The quasi-regular systems have been intensively studied in the last years [1], [2], [3], [4], [5], [6], [7], [8], [9], [10], [11], [12], [13], [14], [15], [16], [17], [18], [19], [20], [21], [22], [23], [24], [25], [26], [27], [28], [29], [30], [31], [32], [33], [34], [35] and [36]. The interest was triggered from the theoretical side by the prediction that these systems should manifest non-conventional electron and phonon states [9], [11], [23] and [25], and exhibit energy spectra with a high fragmentation and fractal character [7], [17] and [24]. The experimental growth of Fibonacci [2] and [3] and Thue–Morse [4] multilayer structures has provided the practical realization of these systems.
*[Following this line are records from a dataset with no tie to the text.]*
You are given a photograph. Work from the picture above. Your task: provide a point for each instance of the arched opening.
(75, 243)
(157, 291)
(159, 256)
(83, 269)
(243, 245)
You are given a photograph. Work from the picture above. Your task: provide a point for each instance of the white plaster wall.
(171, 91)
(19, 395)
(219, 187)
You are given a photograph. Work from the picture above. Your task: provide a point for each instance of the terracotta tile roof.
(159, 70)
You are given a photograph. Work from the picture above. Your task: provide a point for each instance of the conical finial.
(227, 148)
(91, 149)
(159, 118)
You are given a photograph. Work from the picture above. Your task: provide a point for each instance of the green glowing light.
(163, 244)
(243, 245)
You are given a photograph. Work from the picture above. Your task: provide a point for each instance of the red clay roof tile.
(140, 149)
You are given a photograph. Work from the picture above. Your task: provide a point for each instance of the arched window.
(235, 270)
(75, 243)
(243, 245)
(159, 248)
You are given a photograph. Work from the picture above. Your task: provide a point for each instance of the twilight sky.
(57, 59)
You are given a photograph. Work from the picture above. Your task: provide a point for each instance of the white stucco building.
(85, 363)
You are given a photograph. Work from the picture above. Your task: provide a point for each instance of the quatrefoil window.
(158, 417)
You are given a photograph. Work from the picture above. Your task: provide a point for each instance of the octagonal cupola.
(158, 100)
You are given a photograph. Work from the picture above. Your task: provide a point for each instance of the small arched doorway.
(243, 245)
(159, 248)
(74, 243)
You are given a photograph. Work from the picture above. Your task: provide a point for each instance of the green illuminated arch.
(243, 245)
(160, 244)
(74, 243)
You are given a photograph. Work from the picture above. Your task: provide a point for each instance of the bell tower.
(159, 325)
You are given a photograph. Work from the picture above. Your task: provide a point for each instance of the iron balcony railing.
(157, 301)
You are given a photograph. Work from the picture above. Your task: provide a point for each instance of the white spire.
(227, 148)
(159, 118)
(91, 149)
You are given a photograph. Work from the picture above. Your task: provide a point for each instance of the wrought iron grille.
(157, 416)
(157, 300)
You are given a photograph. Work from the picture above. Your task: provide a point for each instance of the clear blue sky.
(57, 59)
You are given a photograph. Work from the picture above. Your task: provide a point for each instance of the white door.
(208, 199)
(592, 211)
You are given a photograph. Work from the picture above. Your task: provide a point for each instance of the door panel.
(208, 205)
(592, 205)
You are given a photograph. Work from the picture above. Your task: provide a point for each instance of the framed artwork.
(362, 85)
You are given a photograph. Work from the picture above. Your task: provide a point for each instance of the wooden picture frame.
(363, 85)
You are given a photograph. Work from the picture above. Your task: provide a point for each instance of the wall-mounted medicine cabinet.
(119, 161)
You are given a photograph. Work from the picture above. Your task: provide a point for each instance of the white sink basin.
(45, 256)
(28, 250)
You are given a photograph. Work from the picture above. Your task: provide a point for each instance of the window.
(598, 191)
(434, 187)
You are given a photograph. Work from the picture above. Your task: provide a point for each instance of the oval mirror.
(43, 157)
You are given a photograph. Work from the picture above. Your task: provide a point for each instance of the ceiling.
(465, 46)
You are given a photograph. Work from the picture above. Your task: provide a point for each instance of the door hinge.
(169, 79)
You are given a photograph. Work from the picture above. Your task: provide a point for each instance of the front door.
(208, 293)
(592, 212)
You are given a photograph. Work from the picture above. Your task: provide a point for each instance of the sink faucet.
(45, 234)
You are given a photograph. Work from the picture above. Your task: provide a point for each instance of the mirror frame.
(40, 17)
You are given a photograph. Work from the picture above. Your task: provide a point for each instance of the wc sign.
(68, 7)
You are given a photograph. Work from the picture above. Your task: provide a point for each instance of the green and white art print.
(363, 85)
The Fibonacci system, a linear lattice constructed recursively, is the one-dimensional (1D) version of the quasi-crystals [5], [6], [37] and [38], and has been the subject of many theoretical studies. The electronic structure of the Fibonacci system has been investigated mainly in the single-band tight-binding limit. In these studies, it was found that the energy spectrum is self-similar, in the sense that the energy bands divide into three subbands, each of which further subdivides into three, and so on [13], [14], [15] and [16], thus producing a singular continuous spectrum [21], which in the infinite limit reduces to a Cantor-like spectrum with dense energy gaps everywhere [7], [8], [9] and [10]. More realistic studies, using an empirical tight-binding (ETB) sp3s* Hamiltonian [39], were presented in [28], [29], [30], [31], [32], [33] and [34]. In these works, the Fibonacci spectrum was only estimated for certain energy ranges and for wave vectors in the vicinity of the superlattice Γ point.
We delve here into the properties arising from the simple models, by considering possible variations in the basic structure of these models, as a parallel to the more sophisticated and realistic sp3s* Hamiltonians.
In Section 2, a brief description of the theoretical models is given and conclusions are provided in Section 3.